[Guest post by DRJ]
Governor-elect Bobby Jindal’s first goal when he takes office is to overhaul Louisiana’s ethics laws and improve transparency in government:
“By promising an overhaul of Louisiana’s ethics laws as his first act as governor, Bobby Jindal is joining a recent national trend that experts attribute to public revulsion at political scandals and a declining overall trust in government.
From Alaska to Ohio and points in between, states have been revising their ethics laws in recent years to improve transparency and put new restrictions on interactions between legislators and lobbyists.”
Forty-seven states have strengthened their ethics laws in the past 2 years in response to scandals like the ones surrounding Republican lobbyist Jack Abramoff:
“Peggy Kerns, director of the Center for Ethics in Government, traces the recent uptick in ethics-related legislation to public disgust with the Jack Abramoff scandal in Washington. Abramoff, a high-flying Republican lobbyist, is currently serving a prison sentence after pleading guilty to multiple corruption charges.

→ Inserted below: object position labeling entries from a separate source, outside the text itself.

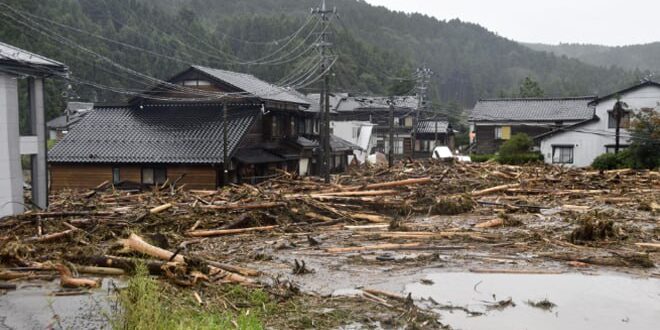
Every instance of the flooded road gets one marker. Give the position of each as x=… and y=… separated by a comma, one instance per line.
x=581, y=301
x=33, y=306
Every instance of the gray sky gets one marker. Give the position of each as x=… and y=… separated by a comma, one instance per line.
x=607, y=22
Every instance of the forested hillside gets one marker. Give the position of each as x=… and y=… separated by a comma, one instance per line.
x=374, y=45
x=643, y=57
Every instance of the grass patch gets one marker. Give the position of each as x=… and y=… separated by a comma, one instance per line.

“I think the big push definitely started with Abramoff at the national level,” Kerns said. “States do tend to pass ethics reforms when there are scandals, either at the national or at the state level.”
While recent ethics changes in Alaska and Ohio came about partly as a reaction to scandals in previous administrations, Jindal takes over a state government that has been relatively scandal-free in the past 12 years. Nevertheless, civic leaders say the state still suffers from the battering its image took during the Edwin Edwards years, and the guilt by association that occurs any time a New Orleans politician is brought down by legal problems.”
Kentucky’s Republican Governor Ernie Fletcher learned the hard way when he lost his re-election campaign that talking ethics talk isn’t good enough. You have to walk the walk, too. Jindal plans to do this by focusing on transparency and disclosure:
“So far, Jindal’s main focus has been on requiring greater financial disclosure from legislators, where Louisiana ranks 44th nationally, according to the Center for Public Integrity. But reaching the top of national lists compiled by good-government groups could mean changing the after-hours culture of meals and entertainment that lobbyists routinely provide for legislators during the annual spring sessions.
Although most states have laws restricting the gifts that legislators can receive from lobbyists, only four have so-called “no-cup-of-coffee” rules that limit virtually all gifts from those who seek to influence the legislative process.
Louisiana’s law makes an exception for meals and drinks, plus lobbyist-financed travel and tickets to sporting events and concerts. State law does require lobbyists to disclose what they spend to entertain legislators, though such disclosure is often spotty.”
Like Jindal, I think the best solution is transparency. If that doesn’t work, then the answer may be a “no-cup-of-coffee” rule for lobbyists and politicians. The IRS and similar government agencies already follow that rule so politicians can certainly manage. They may not think they can, but they can.